Benny, Leo and Johnny’s Adventures of Beauty and the Beast: Part 2. I wonder why Disney didn’t find this on the day of the 3D release…

  • 6:35 The fun doesn’t begin until this point. 
  • 6:48 Some of you actually do come from the past. When do you think Noah built that ark? 2012?
  • 7:15 One of those rare instances of actually using some sort of blue screen.
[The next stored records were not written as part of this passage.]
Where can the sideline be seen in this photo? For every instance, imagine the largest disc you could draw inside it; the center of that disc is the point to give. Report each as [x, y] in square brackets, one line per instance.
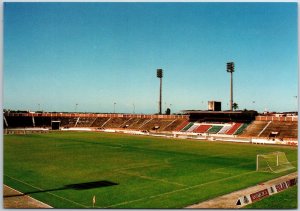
[228, 201]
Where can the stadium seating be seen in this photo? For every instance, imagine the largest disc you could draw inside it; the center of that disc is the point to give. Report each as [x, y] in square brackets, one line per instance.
[115, 122]
[224, 129]
[99, 122]
[19, 121]
[193, 127]
[85, 122]
[187, 127]
[42, 121]
[174, 124]
[202, 128]
[214, 129]
[233, 129]
[182, 125]
[254, 129]
[241, 129]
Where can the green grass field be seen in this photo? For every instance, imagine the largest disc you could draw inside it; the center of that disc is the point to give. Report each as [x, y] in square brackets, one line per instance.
[130, 171]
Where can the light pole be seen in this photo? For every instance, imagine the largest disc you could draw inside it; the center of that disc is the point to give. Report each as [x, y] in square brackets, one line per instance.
[230, 69]
[159, 75]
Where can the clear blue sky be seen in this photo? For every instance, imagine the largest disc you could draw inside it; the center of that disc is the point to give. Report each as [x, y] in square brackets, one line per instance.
[57, 55]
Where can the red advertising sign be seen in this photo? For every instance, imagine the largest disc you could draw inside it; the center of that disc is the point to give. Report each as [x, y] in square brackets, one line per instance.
[291, 182]
[259, 195]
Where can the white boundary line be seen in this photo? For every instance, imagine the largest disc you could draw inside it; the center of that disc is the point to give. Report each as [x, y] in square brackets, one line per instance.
[178, 190]
[46, 205]
[46, 192]
[151, 178]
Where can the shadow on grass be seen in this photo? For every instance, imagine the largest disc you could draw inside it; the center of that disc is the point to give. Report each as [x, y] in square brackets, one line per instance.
[78, 186]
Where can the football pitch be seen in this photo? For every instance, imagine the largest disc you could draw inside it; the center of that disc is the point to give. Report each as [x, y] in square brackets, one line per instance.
[67, 169]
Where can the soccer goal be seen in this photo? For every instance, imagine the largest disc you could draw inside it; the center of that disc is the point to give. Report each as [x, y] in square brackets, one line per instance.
[273, 162]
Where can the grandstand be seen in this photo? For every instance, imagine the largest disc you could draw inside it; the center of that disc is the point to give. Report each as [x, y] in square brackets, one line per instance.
[241, 124]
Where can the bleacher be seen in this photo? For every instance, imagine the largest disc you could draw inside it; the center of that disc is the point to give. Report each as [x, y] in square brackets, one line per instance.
[215, 129]
[262, 127]
[187, 127]
[203, 128]
[137, 123]
[99, 122]
[42, 121]
[115, 122]
[182, 125]
[254, 129]
[233, 129]
[225, 129]
[19, 121]
[156, 124]
[282, 129]
[174, 124]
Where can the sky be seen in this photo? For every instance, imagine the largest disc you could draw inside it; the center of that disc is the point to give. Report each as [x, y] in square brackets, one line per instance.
[103, 57]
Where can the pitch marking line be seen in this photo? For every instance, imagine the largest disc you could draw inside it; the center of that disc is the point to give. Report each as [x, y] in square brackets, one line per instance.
[46, 192]
[46, 205]
[178, 190]
[151, 178]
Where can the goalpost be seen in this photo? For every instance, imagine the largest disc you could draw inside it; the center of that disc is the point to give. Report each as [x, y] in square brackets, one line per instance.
[273, 162]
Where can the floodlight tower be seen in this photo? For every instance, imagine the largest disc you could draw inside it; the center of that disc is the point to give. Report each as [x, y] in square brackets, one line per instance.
[159, 75]
[230, 69]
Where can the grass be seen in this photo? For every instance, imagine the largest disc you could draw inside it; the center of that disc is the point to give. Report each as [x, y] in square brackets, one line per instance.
[283, 200]
[150, 172]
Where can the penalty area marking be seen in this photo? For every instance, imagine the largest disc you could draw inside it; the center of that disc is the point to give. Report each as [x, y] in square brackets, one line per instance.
[33, 199]
[25, 183]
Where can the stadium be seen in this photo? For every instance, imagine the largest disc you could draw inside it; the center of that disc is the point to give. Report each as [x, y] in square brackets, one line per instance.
[162, 151]
[192, 156]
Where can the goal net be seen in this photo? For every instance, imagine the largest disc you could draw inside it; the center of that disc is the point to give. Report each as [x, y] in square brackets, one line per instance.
[273, 162]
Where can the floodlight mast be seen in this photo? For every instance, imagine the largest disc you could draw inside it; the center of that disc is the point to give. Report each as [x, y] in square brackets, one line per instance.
[159, 75]
[230, 69]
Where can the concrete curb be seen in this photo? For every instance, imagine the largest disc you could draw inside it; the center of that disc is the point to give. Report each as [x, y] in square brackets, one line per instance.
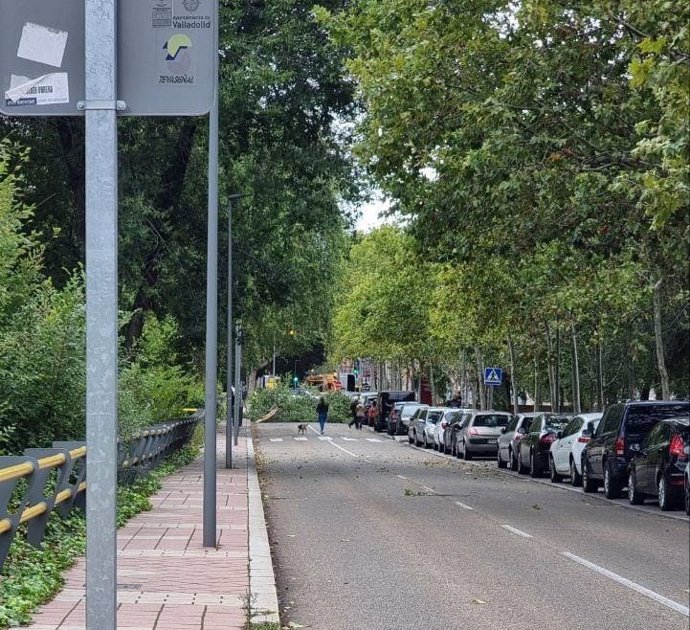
[262, 583]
  • 7:37 You think that’s disgusting? Take a look at the stripping scene in your movie.
  • 7:57 Woah! That Rafiki impersonator surely has imprWait a second.
  • 8:12 This thing is becoming more and more generic…
  • 8:38 Still, better than having a subtitle say “All: And stay out!”
  • 9:09 You just don’t sound villainous enough.
  • 11:06 Oh, once they get inside, this is going to be the courtroom drama of the century!
  • 11:35 Kermodey Gawd!
  • 11:49 One. Remember what I said earlier?
  • 12:13 *rolls eyes* Ugh…
  • 12:52 Where is he, who is he? He looks kind of like DangiHe is Dangino. Tut tut tut…
  • 13:14 Next I’d want him to say, “Oh my goodness! It’s my idol!”
  • 13:59 Such quality…
  • 14:07 BELLE: Sorry, but I don’t usually listen to cardboard cut-outs.
  • 14:41 Well, duh. Benny’s an OC. This coming from the guy who’s been stuck with a Hamtaro-style character for 6 years.